The Discovery of Tahiti / A Journal of the Second Voyage of H.M.S. Dolphin Round the World, under the Command of Captain Wallis, R.N., in the Years 1766, 1767, and 1768 / Written by her Master / George Robertson
Publisher: Hakluyt Society
xvii+292 pages foldout frontispiece and 5 other illustrations, with 4 maps of which one is a foldout, bibliography and index. Octavo (9" x 6") issued in original publisher's blue cloth with gilt lettering to spine and pictorial representation of the ship Victoria on the cover. Edited by Hugh Carrington. Works issued by the Hakluyt Society, Second Series, Number 98. First edition.
Hugh Carrington was born on 28 July 1895, the third son of the Vicar of West Bromwich. As a child he was taken to New Zealand with a large family of brothers and sisters when his father was appointed principal of a Theological College there. He was brought up in Christchurch (New Zealand) of which his father was later dean. At the age of 16 Carrington was admitted to the Royal Military College of Australia and for 10 years was a regular soldier; this was his true profession, which left its mark on him.

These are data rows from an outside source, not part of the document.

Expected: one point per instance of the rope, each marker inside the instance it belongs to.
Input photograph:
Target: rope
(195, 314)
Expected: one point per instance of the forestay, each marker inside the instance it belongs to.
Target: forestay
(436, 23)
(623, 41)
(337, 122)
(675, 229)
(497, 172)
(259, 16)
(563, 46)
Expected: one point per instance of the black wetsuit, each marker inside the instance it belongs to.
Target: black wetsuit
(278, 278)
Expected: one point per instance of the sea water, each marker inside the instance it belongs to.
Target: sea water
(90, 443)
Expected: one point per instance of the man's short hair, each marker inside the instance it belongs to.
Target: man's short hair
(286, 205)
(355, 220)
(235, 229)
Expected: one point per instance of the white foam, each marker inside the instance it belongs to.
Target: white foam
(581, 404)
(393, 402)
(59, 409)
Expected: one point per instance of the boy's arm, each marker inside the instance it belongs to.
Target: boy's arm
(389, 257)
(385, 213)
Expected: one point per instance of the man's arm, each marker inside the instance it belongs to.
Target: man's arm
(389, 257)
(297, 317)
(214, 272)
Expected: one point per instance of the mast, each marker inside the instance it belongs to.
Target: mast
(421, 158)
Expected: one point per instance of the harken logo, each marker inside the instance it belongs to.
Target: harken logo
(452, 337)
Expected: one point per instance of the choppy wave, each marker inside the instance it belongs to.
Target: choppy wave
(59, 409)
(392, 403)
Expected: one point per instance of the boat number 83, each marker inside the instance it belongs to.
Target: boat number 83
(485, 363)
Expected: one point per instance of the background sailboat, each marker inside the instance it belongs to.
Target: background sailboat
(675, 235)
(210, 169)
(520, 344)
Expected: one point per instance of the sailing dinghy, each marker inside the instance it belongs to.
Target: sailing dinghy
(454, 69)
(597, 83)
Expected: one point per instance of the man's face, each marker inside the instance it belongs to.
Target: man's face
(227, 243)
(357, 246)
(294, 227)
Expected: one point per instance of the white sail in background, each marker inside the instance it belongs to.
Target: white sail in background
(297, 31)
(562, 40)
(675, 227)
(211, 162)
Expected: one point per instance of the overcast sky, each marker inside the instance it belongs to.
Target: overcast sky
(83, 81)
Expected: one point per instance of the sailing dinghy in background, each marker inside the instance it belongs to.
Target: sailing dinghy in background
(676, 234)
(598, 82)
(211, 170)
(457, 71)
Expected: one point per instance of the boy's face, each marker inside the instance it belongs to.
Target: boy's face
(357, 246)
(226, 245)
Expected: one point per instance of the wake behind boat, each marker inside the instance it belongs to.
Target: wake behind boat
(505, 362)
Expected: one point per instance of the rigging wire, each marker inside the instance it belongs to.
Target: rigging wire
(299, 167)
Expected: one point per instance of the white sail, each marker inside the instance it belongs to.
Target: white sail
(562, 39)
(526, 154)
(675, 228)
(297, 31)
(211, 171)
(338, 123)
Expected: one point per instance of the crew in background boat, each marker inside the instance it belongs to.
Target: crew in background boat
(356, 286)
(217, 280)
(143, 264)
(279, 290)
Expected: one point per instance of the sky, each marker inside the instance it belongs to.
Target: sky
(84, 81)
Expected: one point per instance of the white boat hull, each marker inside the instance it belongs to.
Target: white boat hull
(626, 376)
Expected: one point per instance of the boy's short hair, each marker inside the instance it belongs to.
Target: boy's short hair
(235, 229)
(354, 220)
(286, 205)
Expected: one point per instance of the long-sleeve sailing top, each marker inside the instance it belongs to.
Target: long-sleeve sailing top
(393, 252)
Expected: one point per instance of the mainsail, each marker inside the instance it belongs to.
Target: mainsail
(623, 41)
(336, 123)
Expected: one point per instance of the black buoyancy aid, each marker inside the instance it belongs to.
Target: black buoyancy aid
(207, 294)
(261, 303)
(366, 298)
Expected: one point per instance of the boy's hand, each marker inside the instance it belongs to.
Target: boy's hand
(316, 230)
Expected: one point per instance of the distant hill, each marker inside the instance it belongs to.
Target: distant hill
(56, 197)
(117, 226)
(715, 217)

He was severely wounded at Gallipoli, when aged 19. Between the Wars he led a roving life. He became intimate with Maori elders from whom he learned to study archaeology and folk-lore of Polynesia, an unusual hobby for a man of his type. Finding himself at a loose end in England in 1937 he began a systematic inquiry into the history of the Pacific Ocean of which he knew so much from his own observation and from Polynesian tradition, and so came to Captain Cook. Though without academic training or any great store of formal knowledge, he possessed a surprising aptitude for research. In his Life of Captain Cook Carrington's able analysis of Cook's character and methods and his first-hand knowledge of the islands and coasts visited by Cook in the southern Pacific attracted considerable attention, and the book was a success. In the same year he undertook to edit the Journal of George Robertson for the Hakluyt Society; but on the outbreak of the war rejoined the Army, in which he held a Reserve commission. During the War of 1939-45 he served as a Staff Officer, training troops in England and in India, but was too old for active command. Meanwhile, his interest in historical studies never flagged, he eagerly looked forward to the day when he would resume his regular place in the Library of the British Museum. It came in 1945 when he resumed work on Robertson's Journal and became constantly and enthusiastically busy among the naval records of the eighteenth century which are housed in the Public Record Office and the National Maritime Museum. From the valuable discoveries which he made there he built up material for three books on British exploration of the Pacific and the rise of Britain to supremacy on all the seas during the second half of the eighteenth century. He finished the material for this work shortly before his death.
Previous owner's name on front paste down, corners bumped, light edge wear, hinges rubbed, page ends soiled else a very good copy.